My mother went to a Fabergé exhibit in the 1980’s, and her impression of it was “When you looked at those things, you could tell why they had to have a revolution.”
And Fabergé Eggs are also made of precious metals and jewels, built with incredible craftmanship, were owned by one of the most powerful people in the world during a time in history about which hundreds of books have been written, and have endured over a century as a craft of artistic, cultural and historical importance.
So now NFT's are being added to the bitcoin blockchain through the use of something called ordinals. NFTs are still dumb but at least they don't have to rely on a third party hosting solution.
That's just art in general. But I don't think Fabergé eggs had a decentralized ownership or anything like that. They also required extraordinary craftmanship and expensive material, quite unlike NFTs.
I think the ownership of Fabergé eggs is decentralized. They don't have any dependencies like electricity. They just exist and one can judge their value, quite unlike NFTs.

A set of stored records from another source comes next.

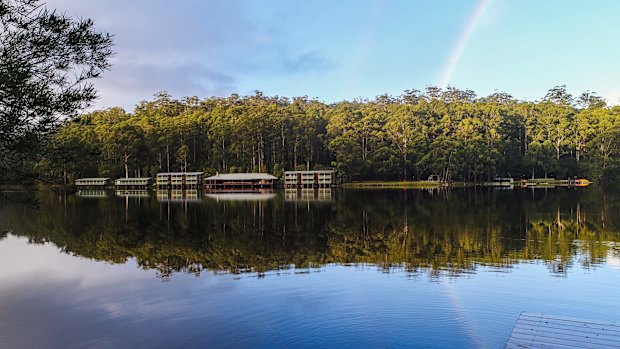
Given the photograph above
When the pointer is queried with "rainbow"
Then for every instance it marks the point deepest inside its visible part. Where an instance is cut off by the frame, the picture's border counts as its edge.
(463, 40)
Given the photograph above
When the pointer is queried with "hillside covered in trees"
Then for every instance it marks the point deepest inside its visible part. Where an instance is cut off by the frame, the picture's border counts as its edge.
(451, 133)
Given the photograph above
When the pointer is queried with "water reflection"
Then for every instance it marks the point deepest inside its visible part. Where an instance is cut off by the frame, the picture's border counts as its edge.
(446, 232)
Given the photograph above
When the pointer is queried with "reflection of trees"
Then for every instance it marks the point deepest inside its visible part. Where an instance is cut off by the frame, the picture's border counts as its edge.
(453, 231)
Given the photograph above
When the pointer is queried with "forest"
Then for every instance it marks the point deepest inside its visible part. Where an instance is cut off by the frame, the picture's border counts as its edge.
(448, 132)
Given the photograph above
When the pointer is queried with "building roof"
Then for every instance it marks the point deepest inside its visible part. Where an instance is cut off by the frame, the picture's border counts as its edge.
(316, 171)
(242, 196)
(240, 176)
(179, 173)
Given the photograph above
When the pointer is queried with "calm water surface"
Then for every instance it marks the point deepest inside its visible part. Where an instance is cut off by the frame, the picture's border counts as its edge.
(347, 268)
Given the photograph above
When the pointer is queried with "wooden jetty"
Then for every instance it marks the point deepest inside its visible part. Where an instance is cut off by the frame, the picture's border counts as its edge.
(179, 180)
(310, 179)
(134, 183)
(546, 331)
(240, 181)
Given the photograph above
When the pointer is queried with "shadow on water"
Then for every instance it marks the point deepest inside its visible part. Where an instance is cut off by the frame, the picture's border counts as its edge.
(441, 233)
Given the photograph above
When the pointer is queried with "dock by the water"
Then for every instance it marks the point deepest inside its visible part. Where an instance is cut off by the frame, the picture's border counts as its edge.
(547, 331)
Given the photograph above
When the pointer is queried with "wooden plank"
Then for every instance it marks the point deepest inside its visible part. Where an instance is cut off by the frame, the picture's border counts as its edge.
(540, 331)
(571, 323)
(567, 319)
(563, 327)
(515, 343)
(569, 340)
(580, 337)
(554, 342)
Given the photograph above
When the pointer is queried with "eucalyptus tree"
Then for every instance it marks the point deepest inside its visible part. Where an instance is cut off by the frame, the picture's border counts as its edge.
(47, 61)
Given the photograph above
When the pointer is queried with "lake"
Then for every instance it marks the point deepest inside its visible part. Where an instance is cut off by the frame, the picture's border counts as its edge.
(304, 269)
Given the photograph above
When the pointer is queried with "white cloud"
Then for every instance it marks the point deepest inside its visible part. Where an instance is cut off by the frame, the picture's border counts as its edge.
(612, 97)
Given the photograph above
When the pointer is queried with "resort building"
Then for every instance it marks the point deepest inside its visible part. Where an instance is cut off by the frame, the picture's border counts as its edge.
(93, 193)
(314, 194)
(240, 181)
(92, 182)
(134, 183)
(179, 180)
(179, 195)
(310, 179)
(133, 193)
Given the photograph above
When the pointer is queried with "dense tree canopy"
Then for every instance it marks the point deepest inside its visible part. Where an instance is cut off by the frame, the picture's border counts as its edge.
(46, 62)
(449, 133)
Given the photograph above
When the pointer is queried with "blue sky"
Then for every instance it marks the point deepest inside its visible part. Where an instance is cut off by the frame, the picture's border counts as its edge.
(335, 50)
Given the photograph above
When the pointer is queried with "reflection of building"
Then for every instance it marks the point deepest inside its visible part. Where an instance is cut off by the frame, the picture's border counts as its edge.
(179, 180)
(316, 194)
(310, 179)
(256, 196)
(134, 183)
(92, 182)
(133, 193)
(94, 193)
(179, 196)
(240, 181)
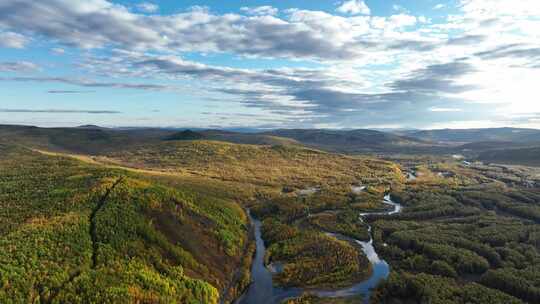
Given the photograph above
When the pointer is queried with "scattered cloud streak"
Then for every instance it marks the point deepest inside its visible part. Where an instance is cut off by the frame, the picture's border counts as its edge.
(58, 111)
(475, 65)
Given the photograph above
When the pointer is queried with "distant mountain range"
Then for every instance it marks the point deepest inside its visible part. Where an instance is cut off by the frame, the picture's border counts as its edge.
(504, 145)
(477, 135)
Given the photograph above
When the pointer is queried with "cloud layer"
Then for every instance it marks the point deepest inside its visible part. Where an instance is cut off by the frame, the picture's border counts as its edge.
(476, 64)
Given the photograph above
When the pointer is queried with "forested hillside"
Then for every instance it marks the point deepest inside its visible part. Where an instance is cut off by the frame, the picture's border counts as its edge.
(72, 232)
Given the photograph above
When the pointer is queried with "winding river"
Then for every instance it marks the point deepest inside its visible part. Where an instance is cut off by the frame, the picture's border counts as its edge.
(262, 291)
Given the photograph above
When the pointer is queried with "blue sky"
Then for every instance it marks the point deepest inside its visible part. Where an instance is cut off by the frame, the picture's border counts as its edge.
(270, 64)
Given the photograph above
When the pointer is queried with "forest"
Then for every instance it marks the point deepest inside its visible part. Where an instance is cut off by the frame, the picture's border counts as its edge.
(167, 223)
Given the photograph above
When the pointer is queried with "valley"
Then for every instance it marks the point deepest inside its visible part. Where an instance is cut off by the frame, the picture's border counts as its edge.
(199, 220)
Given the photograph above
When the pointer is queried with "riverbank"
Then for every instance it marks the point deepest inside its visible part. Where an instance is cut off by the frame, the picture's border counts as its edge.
(262, 289)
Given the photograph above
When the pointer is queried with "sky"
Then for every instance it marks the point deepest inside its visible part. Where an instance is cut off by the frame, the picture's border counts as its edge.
(425, 64)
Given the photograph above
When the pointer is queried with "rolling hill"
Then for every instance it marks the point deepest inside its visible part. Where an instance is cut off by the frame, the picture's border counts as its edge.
(477, 135)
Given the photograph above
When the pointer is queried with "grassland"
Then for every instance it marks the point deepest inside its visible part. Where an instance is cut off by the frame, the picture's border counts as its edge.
(156, 221)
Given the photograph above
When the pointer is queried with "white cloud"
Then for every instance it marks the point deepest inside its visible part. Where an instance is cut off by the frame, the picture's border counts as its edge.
(439, 6)
(18, 66)
(354, 7)
(147, 7)
(260, 10)
(58, 51)
(12, 40)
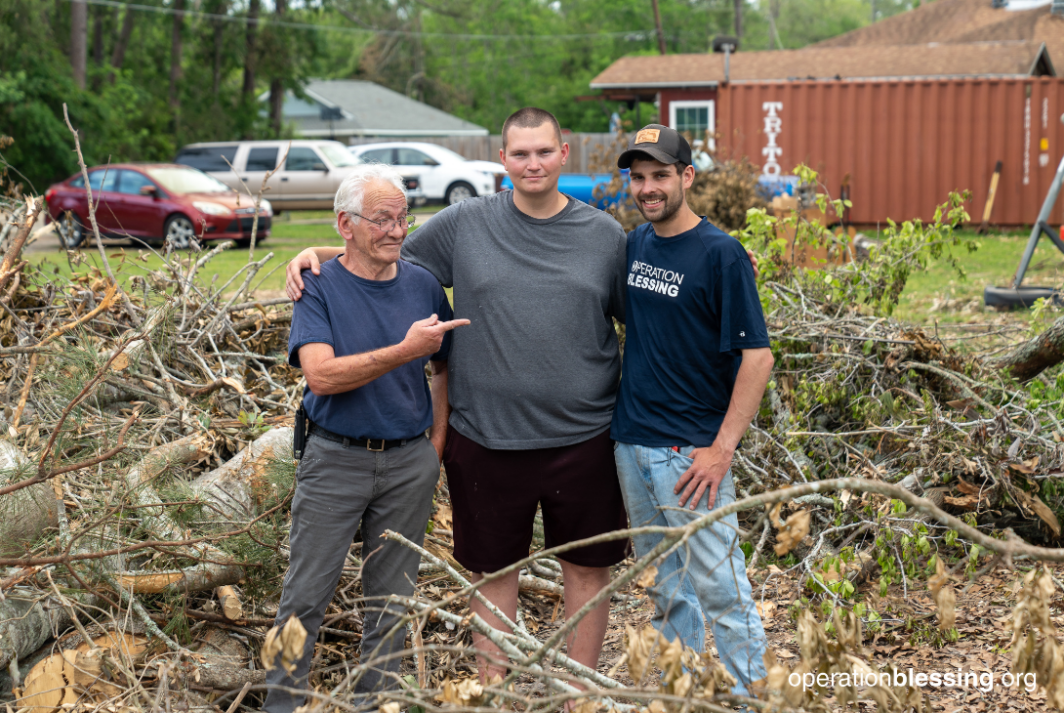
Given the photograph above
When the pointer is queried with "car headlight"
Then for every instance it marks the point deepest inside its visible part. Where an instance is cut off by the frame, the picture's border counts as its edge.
(211, 209)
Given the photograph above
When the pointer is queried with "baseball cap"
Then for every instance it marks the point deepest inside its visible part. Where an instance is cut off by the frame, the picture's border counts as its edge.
(659, 143)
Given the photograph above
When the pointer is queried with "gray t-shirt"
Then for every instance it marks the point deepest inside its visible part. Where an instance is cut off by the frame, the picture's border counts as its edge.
(538, 366)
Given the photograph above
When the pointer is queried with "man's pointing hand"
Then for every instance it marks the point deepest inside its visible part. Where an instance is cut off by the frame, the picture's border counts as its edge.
(425, 336)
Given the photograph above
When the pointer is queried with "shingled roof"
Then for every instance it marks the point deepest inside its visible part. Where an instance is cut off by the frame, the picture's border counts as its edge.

Fabergé eggs are scarce because of the difficulty and cost of making them. NFTs are scarce because they are a one time issued code, attached "somewhere" to something that's extremely easy to make, and were in fact produced in large quantities in short time.
Each one was unique, and many of them represented important moments in recent Russian history - there's one that commemorates the completion of the trans Siberian railway for example.
Given what happened next, you could say they accidentally document the fall of the Russian empire... through the medium of decorative eggs!
I've always found Fabergé eggs interesting. It's awesome how it was just supposed to be a one off thing, but the tsarina loved them so much they became a tradition. I've been trying to make painting wooden eggs a tradition in my family, and I take a lot of inspiration from Fabergé eggs.
The big problem with basing your system of government on literal autocracy is that sometimes you don't get good autocrats. That said, the crisis of 1905-1917 would probably have overwhelmed a better monarch than Nicholas II.